研究課題/領域番号 |
11207203
|
研究機関 | 高エネルギー加速器研究機構 |
研究代表者 |
新井 康夫 高エネルギー加速器研究機構, 素粒子原子核研究所, 助手 (90167990)
|
研究分担者 |
江村 恒夫 東京農工大学, 工学部, 教授 (40015053)
大須賀 鬨雄 高エネルギー加速器研究機構, 素粒子原子核研究所, 助教授 (20168925)

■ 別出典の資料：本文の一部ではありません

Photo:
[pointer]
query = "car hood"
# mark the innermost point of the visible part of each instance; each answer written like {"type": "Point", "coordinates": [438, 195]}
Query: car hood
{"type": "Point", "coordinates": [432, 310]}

尾高 茂 高エネルギー加速器研究機構, 素粒子原子核研究所, 助手 (20160880)
|
キーワード | 時間測定 / 集積回路 / TDC / ミューオン検出器 / 放射線耐性 / PLL回路 |
研究概要 |
アトラス実験のミューオン飛跡検出器は、超電導空芯トロイド電磁石中に置かれた約40万本のドリフトチューブよりなり、陽子・陽子衝突反応で生成されるミューオンの運動量と位置を単独で精密に測定することが出来る。この検出器の性能を充分に引きだす為には、300psという高時間分解能を持った時間測定集積回路(TDC : Time to Digital Converter)が必要とされる。本研究では、このTDCチップを最先端ゲートアレイプロセス(CMOS 0.3μm)を使用して開発している。このチップは、約120万個のトランジスターを含み、ひとつのチップに24チャンネルの入力を持ち、不感時間なしに入力パルスの立ち上がり・立ち下がり時間を測定することが出来る。 平成13年度は、前年度に開発した量産プロトタイプチップ(AMT-2)の性能試験をまず行った。このTDCは、内部に複雑なデータ処理回路を持つが、これらの回路が目的通り働くことが各種試験により確認された。また、世界各地で製作が始まっている検出器に装着して試験するため、100個のチップがボストン大学に送られ、読み出し回路基板に実装されまもなく試験が始まろうとしている。 また、放射線耐性を調べるため、2回にわたり東北大学サイクロトロンRIセンターで陽子照射実験を行った。これらの結果の一部は2001年9月のスエーデン・ストックホルムでの"Workshop on Electronics for LHC Experiments"で報告した。